Ana Sayfa Arama Galeri Video Yazarlar
Üyelik
Üye Girişi
Yayın/Gazete
Yayınlar
Kategoriler
Servisler
Nöbetçi Eczaneler Sayfası Nöbetçi Eczaneler Hava Durumu Namaz Vakitleri Gazeteler Puan Durumu
WhatsApp
Sosyal Medya
Uygulamamızı İndir

Tehlike kapıya dayandı! Peş peşe ikaz

Tabiat Derneği, ‘Türkiye’de tehlike altındaki sulak alanlar’ başlıklı çalışmasında şu ana kadar 20 sulak alanla ilgili yaşanan meseleleri ortaya koydu.

Tabiat Derneği, 'Türkiye'de tehlike

Doğa Derneği, ‘Türkiye’de tehlike altındaki sulak alanlar’ başlıklı çalışması kapsamında şu ana kadar 20 sulak alanla ilgili yaşanan meseleleri ortaya koydu. Tabiat Derneği’nin Türkiye’deki tüm sulak alanları kapsayacak ve şimdi devam eden çalışması kapsamında Marmara, Seyfe, Tuz, Kulu, Burdur, Eğirdir, Manyas, Azap, Uyuz, Van, Uluabat, Mogan, Beyşehir, Bafa ve Yarışlı gölleri ile Yüksekova, Hürmetçi ve Belevi sazlıkları, Bargilya Tuzlası ve Kastabala Sulak Alanı’na ait sıkıntılara dikkat çekildi.
tehlike kapiya dayandi pes pese ikaz 0 6wlkdmjn

YANLIŞ SU VE TARIM POLİTİKALARI

Doğa Derneği’nin Türkiye’de tehlike altındaki sulak alanlara işaret ettiği araştırma çalışmalarına ait bilgi veren Sulak Alanlar Koordinatörü Burçin Yaraşlı, ülkemizde kuraklığın tesirlerinin arttığını, Anadolu’nun sulak alanlarının yarım asırdır yanlış su ve tarım siyasetleriyle yok edildiğini söyledi.
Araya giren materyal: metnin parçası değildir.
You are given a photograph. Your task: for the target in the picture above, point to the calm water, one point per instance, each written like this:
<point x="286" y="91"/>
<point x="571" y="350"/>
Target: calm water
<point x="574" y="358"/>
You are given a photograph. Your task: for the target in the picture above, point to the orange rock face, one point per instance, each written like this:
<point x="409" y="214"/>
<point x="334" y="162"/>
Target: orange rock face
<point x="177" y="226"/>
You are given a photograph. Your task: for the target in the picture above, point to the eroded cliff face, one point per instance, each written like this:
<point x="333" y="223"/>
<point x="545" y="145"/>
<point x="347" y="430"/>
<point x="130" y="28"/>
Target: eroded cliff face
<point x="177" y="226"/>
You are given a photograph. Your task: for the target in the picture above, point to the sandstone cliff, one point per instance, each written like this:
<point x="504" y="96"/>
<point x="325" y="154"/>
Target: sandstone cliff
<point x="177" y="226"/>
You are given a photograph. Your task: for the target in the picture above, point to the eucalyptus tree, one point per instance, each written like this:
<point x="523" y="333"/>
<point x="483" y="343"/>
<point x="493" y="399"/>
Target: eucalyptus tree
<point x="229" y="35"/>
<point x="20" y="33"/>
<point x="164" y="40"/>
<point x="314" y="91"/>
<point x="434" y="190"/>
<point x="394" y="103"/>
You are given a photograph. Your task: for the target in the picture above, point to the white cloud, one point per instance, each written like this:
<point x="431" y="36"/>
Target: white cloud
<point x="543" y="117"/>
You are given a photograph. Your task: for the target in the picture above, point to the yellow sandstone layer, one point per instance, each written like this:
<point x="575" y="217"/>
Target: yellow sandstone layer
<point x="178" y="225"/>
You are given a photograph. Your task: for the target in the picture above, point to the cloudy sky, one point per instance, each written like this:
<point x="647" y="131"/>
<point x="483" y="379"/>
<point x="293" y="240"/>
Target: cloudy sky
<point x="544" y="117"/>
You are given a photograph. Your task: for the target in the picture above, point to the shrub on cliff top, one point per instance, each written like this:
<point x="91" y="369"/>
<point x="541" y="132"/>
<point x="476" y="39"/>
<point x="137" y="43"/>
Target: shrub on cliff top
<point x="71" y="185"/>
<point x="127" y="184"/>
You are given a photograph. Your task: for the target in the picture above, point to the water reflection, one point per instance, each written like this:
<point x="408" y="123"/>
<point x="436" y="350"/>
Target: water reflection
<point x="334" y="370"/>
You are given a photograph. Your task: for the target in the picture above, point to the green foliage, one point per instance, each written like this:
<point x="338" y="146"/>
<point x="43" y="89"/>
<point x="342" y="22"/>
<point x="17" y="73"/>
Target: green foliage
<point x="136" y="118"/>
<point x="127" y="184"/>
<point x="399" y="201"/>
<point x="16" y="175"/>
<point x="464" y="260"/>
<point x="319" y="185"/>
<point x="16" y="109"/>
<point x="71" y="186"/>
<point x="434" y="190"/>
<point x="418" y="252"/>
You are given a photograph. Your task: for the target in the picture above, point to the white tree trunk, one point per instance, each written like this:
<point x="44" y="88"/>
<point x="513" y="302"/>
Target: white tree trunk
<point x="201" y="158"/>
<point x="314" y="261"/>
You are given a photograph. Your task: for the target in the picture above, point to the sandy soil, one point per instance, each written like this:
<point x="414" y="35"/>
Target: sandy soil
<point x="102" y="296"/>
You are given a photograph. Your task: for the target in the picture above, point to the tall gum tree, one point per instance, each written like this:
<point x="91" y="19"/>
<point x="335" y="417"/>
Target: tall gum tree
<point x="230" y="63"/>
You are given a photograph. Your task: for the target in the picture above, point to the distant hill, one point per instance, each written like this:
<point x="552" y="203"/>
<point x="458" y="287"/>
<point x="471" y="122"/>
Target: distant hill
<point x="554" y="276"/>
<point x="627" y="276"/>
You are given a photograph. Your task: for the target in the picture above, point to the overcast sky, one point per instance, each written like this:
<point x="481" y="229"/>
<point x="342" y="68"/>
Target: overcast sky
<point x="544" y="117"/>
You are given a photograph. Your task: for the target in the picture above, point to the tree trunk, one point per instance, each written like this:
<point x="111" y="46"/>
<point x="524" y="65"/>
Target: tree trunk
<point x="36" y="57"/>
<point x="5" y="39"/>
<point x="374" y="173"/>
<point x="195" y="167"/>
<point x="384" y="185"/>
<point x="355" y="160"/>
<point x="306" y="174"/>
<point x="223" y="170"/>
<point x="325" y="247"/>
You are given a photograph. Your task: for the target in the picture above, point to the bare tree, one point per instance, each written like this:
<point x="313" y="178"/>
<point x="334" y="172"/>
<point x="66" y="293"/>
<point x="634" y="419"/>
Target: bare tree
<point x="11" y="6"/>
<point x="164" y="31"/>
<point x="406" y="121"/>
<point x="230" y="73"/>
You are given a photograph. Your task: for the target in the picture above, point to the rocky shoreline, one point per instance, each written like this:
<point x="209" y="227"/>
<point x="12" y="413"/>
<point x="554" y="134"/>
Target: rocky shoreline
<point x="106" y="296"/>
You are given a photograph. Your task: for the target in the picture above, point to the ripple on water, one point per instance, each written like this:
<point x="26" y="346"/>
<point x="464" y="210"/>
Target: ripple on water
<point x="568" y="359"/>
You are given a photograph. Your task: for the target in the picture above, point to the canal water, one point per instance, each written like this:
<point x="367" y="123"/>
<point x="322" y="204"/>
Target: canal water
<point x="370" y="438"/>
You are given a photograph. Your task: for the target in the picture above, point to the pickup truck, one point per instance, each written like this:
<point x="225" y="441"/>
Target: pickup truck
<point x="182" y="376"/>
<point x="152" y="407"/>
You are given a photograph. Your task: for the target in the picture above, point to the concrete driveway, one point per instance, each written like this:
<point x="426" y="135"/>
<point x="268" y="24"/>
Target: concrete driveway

Ulusal Su Planı datalarına nazaran su kaynaklarının yüzde 74’ünün ziraî sulamada, yüzde 13’ünün içme-kullanmada, yüzde 13’ünün de endüstride kullanıldığını belirten Yaraşlı, suyun döngüsünü korumak için birinci değişimin tarım siyasetleriyle başlaması gerektiğini söyledi. 
tehlike kapiya dayandi pes pese ikaz 1 uU8PITAs

TEHLİKEDE OLMAYAN SULAK ALAN NEREDEYSE YOK

Sulak alanların; fırtına, sel ve kıyı şeridi erozyonunun tesirlerini azaltması, yer altı su depolarını doldurması ve suyu doğal olarak filtre etmesi özellikleriyle kritik kıymete sahip olduğunu belirten Yaraşlı, “Anadolu’daki tüm sulak alan ekosistemlerinin var olma hakkı, anayasal teminat altına alınmalı. Bilgilere nazaran Türkiye’de 14’ü Ramsar, 59’u Ulusal Ehemmiyete Haiz ve 32’si Mahalli Kıymete Haiz olmak üzere toplam 105 sulak alan bulunuyor. Türkiye’de tehlike altında olmayan sulak alan neredeyse yok. Türkiye’deki sulak alanların yok oluşuna dair bir yayın hazırlıyoruz. Son 60 yılda kaybedilen sulak alanların yüzölçümü 2 milyon hektara, yani yaklaşık 1,5 Marmara Denizi büyüklüğüne ulaştı” dedi.
tehlike kapiya dayandi pes pese ikaz 2 y8O1spUV

TEHLİKEDEKİ 20 SULAK ALAN

Derneğin çalışmasında, tehlike altındaki 20 sulak alan ise şöyle sıralandı;

YARIŞLI GÖLÜ: Angıt, flamingo, suna, fiyu, kaşıkgaga ve çamurcun üzere çok sayıda su kuşu bulunuyor. Etrafındaki çok sayıda faal mermer ocağı ve su idaresindeki yanlış uygulamalar buradaki yaban hayatını tehdit ediyor.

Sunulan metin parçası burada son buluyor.